GRAMADO – Na apresentação de Veneza, seu segundo filme (o primeiro foi Polaroides Urbanas), Miguel Falabella leu um documento assinado por 67 entidades em defesa do cinema, atacado e ameaçado pelo governo federal. Era a realidade, essa terrível realidade política que se abateu sobre o país e literalmente o está deixando em chamas.
Em seguida, vem o filme – e aí entramos no domínio do sonho, mas ainda não de forma imediata. Carmem Maura faz uma mulher idosa, dona de bordel, cega e à beira da morte. Amada por suas “meninas”, ela revela seu último sonho: conhecer Veneza e lá encontrar seu amor de juventude.
Na maneira como o senti, o filme demora a engrenar, mas essa espera, na verdade, prepara um desfecho glorioso. Impossibilitadas de levar a Gringa (Maura) à cidade italiana, as mulheres (Dira Paes, Carol Castro, Danielle Winits) e o homem do bordel, Tonho (Du Moscovis), preparam uma “viagem possível”, no plano do imaginário, para satisfazer o desejo da velha senhora.
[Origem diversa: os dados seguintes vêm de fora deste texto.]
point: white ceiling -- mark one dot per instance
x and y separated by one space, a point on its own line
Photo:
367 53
O filme é baseado na peça Venecia, de Jorge Accame e, deve-se dizer, escapa à dimensão teatral, virando cinema pela magia da fotografia de Gustavo Habda, um craque.
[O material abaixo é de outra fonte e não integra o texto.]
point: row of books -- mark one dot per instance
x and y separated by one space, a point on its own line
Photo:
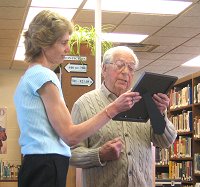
183 121
161 156
180 170
197 163
182 147
180 97
8 170
197 93
197 184
197 127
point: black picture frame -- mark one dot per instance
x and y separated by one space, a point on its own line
150 83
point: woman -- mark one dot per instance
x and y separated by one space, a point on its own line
46 128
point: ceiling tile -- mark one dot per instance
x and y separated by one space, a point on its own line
194 42
182 21
147 20
178 32
158 40
13 3
163 48
194 11
136 29
175 56
185 49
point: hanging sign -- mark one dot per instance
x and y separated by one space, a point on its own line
76 58
81 81
81 68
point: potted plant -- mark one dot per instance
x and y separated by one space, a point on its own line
86 36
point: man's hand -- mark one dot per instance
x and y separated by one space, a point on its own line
162 101
111 150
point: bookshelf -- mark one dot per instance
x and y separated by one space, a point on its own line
182 159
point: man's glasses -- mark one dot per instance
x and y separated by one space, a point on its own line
121 65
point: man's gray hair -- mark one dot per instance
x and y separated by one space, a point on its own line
108 55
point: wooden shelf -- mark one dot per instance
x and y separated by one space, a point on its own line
191 80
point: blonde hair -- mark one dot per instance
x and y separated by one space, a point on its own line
44 30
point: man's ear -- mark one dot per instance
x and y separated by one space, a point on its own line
103 70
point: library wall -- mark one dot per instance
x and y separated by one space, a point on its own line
8 82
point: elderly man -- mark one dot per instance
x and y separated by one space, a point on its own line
119 154
3 137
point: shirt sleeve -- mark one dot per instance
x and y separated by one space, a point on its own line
39 77
82 155
167 138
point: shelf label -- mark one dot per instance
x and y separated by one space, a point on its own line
81 68
81 81
76 58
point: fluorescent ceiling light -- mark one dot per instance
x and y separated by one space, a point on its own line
57 3
141 6
123 38
19 55
195 62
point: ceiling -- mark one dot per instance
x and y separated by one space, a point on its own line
173 39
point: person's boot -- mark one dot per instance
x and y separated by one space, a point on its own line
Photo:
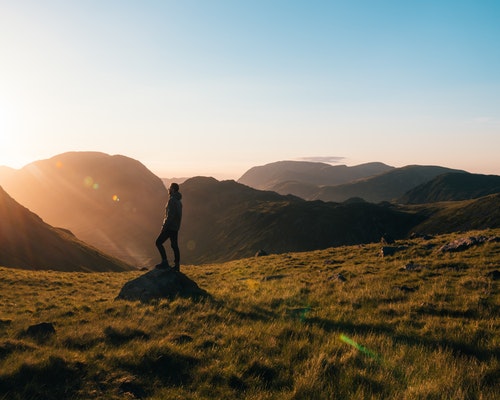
162 265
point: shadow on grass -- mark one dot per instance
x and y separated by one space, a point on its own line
456 347
53 379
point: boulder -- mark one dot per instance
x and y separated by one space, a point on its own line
160 284
463 243
41 331
391 250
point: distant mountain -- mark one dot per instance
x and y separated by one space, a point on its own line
168 181
227 220
453 187
111 202
28 242
266 177
458 216
387 186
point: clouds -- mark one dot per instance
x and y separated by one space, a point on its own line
323 159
É curioso como aproxima duas dimensões do sonho, duas artes antigas, a do bordel e a do circo, nos quais a imaginação tem papel tão fundamental. Afinal, é pelo circo que a dona do bordel poderá realizar seu desejo. No fundo um desejo terminal, o de conhecer uma cidade que é também a dos sonhos, Veneza, e o reencontro (impossível na realidade) de um amor rompido há mais de 50 anos. Essas confluências todas, juntadas no final, e ao som de E Lucevan le Stelle, da Tosca, de Puccini, colocam o filme num patamar que não poderíamos prever em seu início hesitante.
Estrangeiro
Muito bom e impactante o chileno Pedro Bomba, de Juan Cáceres, sobre a questão dos imigrantes. Steevens (Steevens Benjamin) é um imigrante haitiano em Santiago. Discriminado e humilhado, ele perde a cabeça e agride o patrão (Alfredo Castro). Sua situação se complica e ele vegeta em subempregos e à falta de moradia e documentos. Diz o diretor que o filme não tinha roteiro. A história ia se fazendo, com a câmera na mão, à medida em que penetravam na saga do personagem – ele próprio um imigrante e que de fato vivenciou as situações vistas no filme.
Curtas
A Ética das Hienas, de Rodolpho de Barros, começou a ser pensado em 2014 e foi crescendo à medida em que a realidade brasileira foi se deteriorando, com o golpe de 2016 e a posterior eleição de Bolsonaro. A fragilização das relações entre trabalhadores e empregadores está no centro desse filme que fala do operário (Servílio Holanda) que tenta processar a empresa por um acidente de trabalho. Acordos fraudulentos entre advogados e empresários mostram qual é a parte mais fraca do processo. E cada vez mais fraca.
Sangro, de Tiago Minamisawa, Bruno H Castro, Guto BR (codireção), é uma curiosa e emocionante animação, que trabalha o relato de um soropositivo sobre intervenções nas imagens de O Jardim das Delícias, de Hieronymus Bosch.